Former Vice President Joe Biden on Thursday reversed his long-standing support for the Hyde Amendment, a decades-old ban on federal funding for abortions. Biden announced his policy shift at a fundraiser in Atlanta.
Joe Biden: “For many years as U.S. senator, I have supported the Hyde Amendment, like many, many others have, because there was sufficient moneys and circumstances where women were able to exercise that right—women of color, poor women, women who were not able to have access. And it was—it was not under attack as it was then—as it is now. But circumstances have changed.”
Biden’s reversal came during the same week that his campaign affirmed his support for the Hyde Amendment’s ban on federal funding for abortions. That set off a wave of criticism from grassroots Democrats, women’s rights groups and most of Biden’s rivals for the 2020 nomination.

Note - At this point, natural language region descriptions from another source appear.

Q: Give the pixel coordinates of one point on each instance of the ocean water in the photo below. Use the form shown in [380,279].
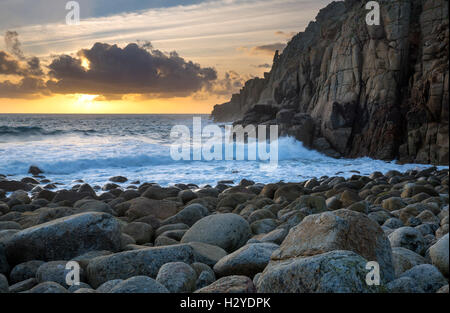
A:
[96,147]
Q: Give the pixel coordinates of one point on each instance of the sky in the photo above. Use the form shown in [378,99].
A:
[139,56]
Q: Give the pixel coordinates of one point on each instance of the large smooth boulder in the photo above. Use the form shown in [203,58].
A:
[409,238]
[339,230]
[439,255]
[404,285]
[248,260]
[140,232]
[55,271]
[230,284]
[4,266]
[177,277]
[127,264]
[427,277]
[331,272]
[65,238]
[139,284]
[404,259]
[228,231]
[48,287]
[24,271]
[4,286]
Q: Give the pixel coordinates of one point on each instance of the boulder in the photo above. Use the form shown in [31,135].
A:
[161,209]
[140,232]
[4,286]
[139,284]
[108,286]
[404,285]
[409,238]
[24,271]
[228,231]
[439,254]
[189,215]
[331,272]
[65,238]
[230,284]
[404,259]
[55,271]
[177,277]
[127,264]
[339,230]
[427,277]
[48,287]
[206,253]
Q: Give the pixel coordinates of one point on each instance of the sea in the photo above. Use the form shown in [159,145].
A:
[94,148]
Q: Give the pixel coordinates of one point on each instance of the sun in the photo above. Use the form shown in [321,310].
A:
[85,102]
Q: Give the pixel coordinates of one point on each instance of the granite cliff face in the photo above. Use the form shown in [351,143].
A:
[350,89]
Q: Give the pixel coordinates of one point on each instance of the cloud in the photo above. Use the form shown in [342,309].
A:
[231,83]
[27,87]
[13,44]
[287,35]
[131,70]
[265,65]
[8,65]
[268,49]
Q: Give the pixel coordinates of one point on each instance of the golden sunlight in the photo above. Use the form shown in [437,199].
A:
[85,102]
[85,63]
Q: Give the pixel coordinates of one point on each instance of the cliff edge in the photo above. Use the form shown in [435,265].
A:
[349,89]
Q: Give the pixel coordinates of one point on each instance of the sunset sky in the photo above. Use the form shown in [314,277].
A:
[139,56]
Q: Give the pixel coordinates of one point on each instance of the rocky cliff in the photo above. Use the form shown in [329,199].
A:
[350,89]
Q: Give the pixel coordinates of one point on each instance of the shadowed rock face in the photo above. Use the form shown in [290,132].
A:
[378,91]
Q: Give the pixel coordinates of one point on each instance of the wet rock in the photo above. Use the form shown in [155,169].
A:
[427,277]
[206,253]
[127,264]
[139,284]
[140,232]
[189,215]
[24,271]
[339,230]
[439,255]
[64,238]
[228,231]
[48,287]
[404,285]
[331,272]
[405,259]
[248,260]
[55,271]
[230,284]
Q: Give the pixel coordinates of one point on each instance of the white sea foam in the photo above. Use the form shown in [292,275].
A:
[96,148]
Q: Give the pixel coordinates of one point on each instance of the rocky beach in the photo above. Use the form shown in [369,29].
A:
[313,236]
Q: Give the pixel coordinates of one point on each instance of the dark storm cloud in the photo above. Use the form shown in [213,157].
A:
[265,65]
[27,87]
[269,49]
[13,44]
[8,65]
[131,70]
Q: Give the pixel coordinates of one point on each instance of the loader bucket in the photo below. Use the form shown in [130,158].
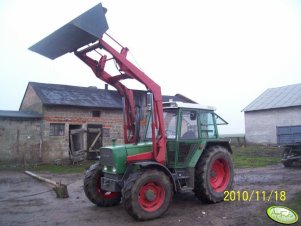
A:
[84,29]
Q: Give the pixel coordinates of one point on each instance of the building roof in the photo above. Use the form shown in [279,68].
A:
[280,97]
[54,94]
[19,114]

Former New York City prosecutor Linda Fairstein has stepped down from Vassar College’s board of trustees and from the boards of a pair of nonprofits, amid growing outrage over her role in the case of the Central Park Five. In 1989, five teenagers of color from Harlem were wrongfully accused and convicted on charges of gang rape, based largely on Fairstein’s work as head of the Sex Crimes Unit for the Manhattan District Attorney’s Office. The five spent years in prison before the real perpetrator confessed in 2002. The case drew renewed attention after the recent premiere of the Netflix miniseries about the Central Park Five. After headlines, we’ll spend the rest of the hour with Ava Duvernay, director of “When They See Us.”
A New York Police Department disciplinary hearing wrapped up Thursday for Daniel Pantaleo, a white police officer who killed unarmed African American Eric Garner in 2014 by putting him in a chokehold and refusing to let go even as Garner repeatedly gasped “I can’t breathe.” Pantaleo never faced criminal prosecution, after a grand jury decided not to indict him. He has remained on the police force but could lose his job and pension if found guilty of violating NYPD procedures. A presiding judge will send a recommendation about Pantaleo’s fate to Police Commissioner James O’Neill in the coming weeks. Eric Garner’s mother, Gwen Carr, called Thursday for all the officers present at her son’s killing to be fired.
Meanwhile, the NYPD has apologized for the first time for its raid a half-century ago on the Stonewall Inn, a gay- and trans-friendly bar in Manhattan’s Greenwich Village. In June of 1969, the inn was the site of a violent police raid that triggered an uprising and helped launch the modern-day LGBTQ rights movement. On Thursday, NYPD Commissioner James O’Neill made the apology during a press briefing on public safety for Pride Month events.
Commissioner James O’Neill: “The actions taken by the NYPD were wrong—plain and simple. The actions and the laws were discriminatory and oppressive. And for that, I apologize.”
Washington state’s Supreme Court ruled Thursday against a florist who refused to provide floral arrangements for the wedding of a same-sex couple, ruling the business owner broke the state’s consumer protection and anti-discrimination laws. The ruling came almost exactly one year after the U.S. Supreme Court ruled in favor of Colorado baker Jack Phillips, who refused to make a wedding cake for a gay couple, citing his religious opposition.
In Las Vegas, an animal rights activist rushed the stage at a space technology conference Thursday to confront Amazon CEO Jeff Bezos over conditions at chicken farms that supply meat to Whole Foods and other Amazon grocery brands. The activist, Priya Sawhney, was quickly forced off the stage as she told the world’s richest man to stand up for the rights of animals. Sawhney is co-founder of the group Direct Action Everywhere, whose members work to directly rescue animals from factory farms and slaughterhouses. She was arrested in September at a protest against animal cruelty at the largest organic poultry producer in the U.S. and faces up to a decade in prison. Click here to see our interview with Priya Sawhney.
And legendary New Orleans musician Dr. John died Thursday of a heart attack. He was 77 years old. Dr. John won six Grammy Awards in a decades-long career that saw him produce at least three dozen albums fusing blues, boogie, funk and jazz—a flamboyant sound that embodied New Orleans’s diverse music scene. After Hurricane Katrina devastated New Orleans in 2005, Dr. John headlined a series of benefit concerts. In 2010, he was active in the campaign to hold BP accountable for the Deepwater Horizon oil disaster off the Louisiana coast.